Any move to chip away at IP rights is a slippery slope. Now global policymakers are coming after all COVID-19 treatments, seeking a further expansion of the earlier waiver. And they won’t stop at COVID-19 or pharmaceuticals.

All U.S. industry enjoys protection for ideas and innovations generated here — it’s why so many people come to this country to launch and start businesses.

At a time when we are working to rebuild our nation’s manufacturing capacity and correct the imbalance with foreign countries that often have little regard for intellectual property, this move makes no sense.

Expansion of this waiver could allow our international rivals, like China, to seize American ideas and innovation. Giving away American IP to foreign countries could escalate the departure of U.S. manufacturing and research and development.

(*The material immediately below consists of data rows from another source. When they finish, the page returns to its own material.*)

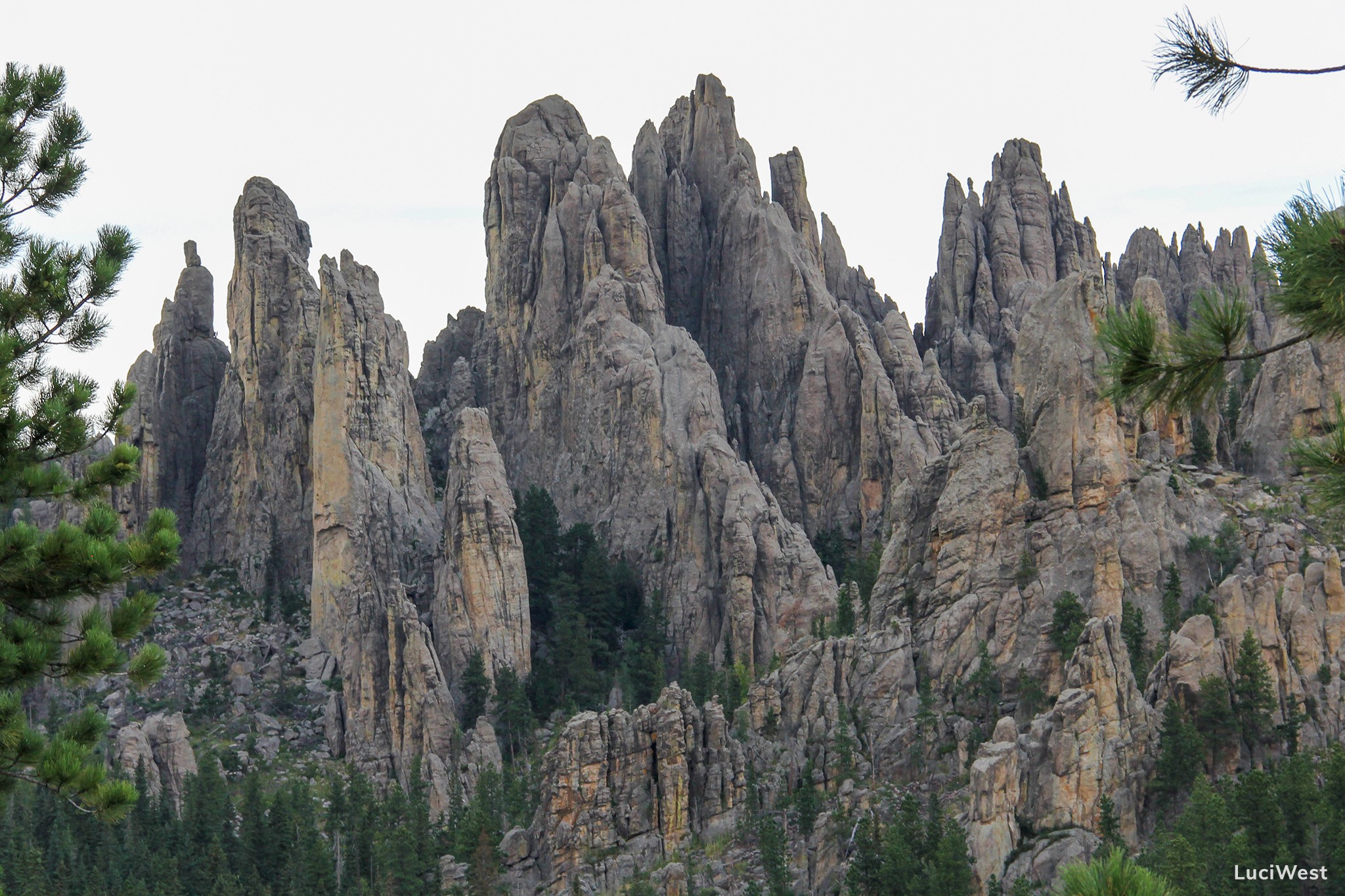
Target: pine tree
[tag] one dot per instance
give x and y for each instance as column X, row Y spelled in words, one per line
column 1185, row 367
column 1067, row 624
column 477, row 689
column 1201, row 448
column 1178, row 860
column 540, row 534
column 864, row 572
column 1134, row 633
column 845, row 613
column 807, row 803
column 513, row 712
column 572, row 662
column 1109, row 825
column 844, row 744
column 1254, row 699
column 648, row 647
column 775, row 861
column 864, row 878
column 485, row 867
column 1111, row 874
column 1259, row 816
column 984, row 684
column 950, row 872
column 1215, row 716
column 53, row 300
column 1300, row 802
column 699, row 677
column 1172, row 599
column 1180, row 754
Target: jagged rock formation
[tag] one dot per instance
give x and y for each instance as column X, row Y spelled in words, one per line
column 595, row 396
column 1098, row 740
column 254, row 507
column 481, row 585
column 447, row 383
column 1293, row 395
column 873, row 676
column 1298, row 620
column 178, row 383
column 374, row 528
column 1232, row 267
column 162, row 747
column 994, row 263
column 639, row 784
column 807, row 393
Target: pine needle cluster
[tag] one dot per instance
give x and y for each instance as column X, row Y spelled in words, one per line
column 50, row 296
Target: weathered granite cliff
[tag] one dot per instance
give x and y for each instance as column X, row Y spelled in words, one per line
column 178, row 383
column 598, row 398
column 481, row 585
column 374, row 528
column 695, row 368
column 255, row 500
column 808, row 395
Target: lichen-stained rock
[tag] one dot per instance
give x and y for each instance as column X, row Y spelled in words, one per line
column 996, row 790
column 169, row 744
column 807, row 395
column 595, row 396
column 1298, row 620
column 481, row 585
column 872, row 675
column 1099, row 740
column 1293, row 395
column 449, row 382
column 1074, row 440
column 994, row 261
column 1043, row 857
column 178, row 385
column 374, row 530
column 639, row 782
column 132, row 752
column 254, row 507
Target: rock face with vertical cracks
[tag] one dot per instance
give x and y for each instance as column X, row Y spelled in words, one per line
column 595, row 396
column 814, row 367
column 481, row 585
column 447, row 383
column 255, row 501
column 1232, row 267
column 639, row 782
column 374, row 530
column 178, row 385
column 994, row 261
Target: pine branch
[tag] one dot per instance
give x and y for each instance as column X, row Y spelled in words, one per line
column 1201, row 61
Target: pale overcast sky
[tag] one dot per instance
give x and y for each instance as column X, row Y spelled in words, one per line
column 380, row 120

Texas is poised to continue to lead in the biopharmaceutical industry. From our world-class institutions of higher education to our cutting-edge pharmaceutical and biochemical companies, we are a hotbed of innovation. Recent reports from the Texas Healthcare and Bioscience Institute show the industry highlights an overall economic output of $61.5 billion.

That’s why our organization recently joined with chambers across the nation in calling on the Biden administration and Congress to firmly oppose an expanded IP waiver at the WTO. It is our hope the Texas delegation will echo these concerns on Capitol Hill.

Any further erosion of intellectual property rights will signal to the world that America is not serious about protecting innovation.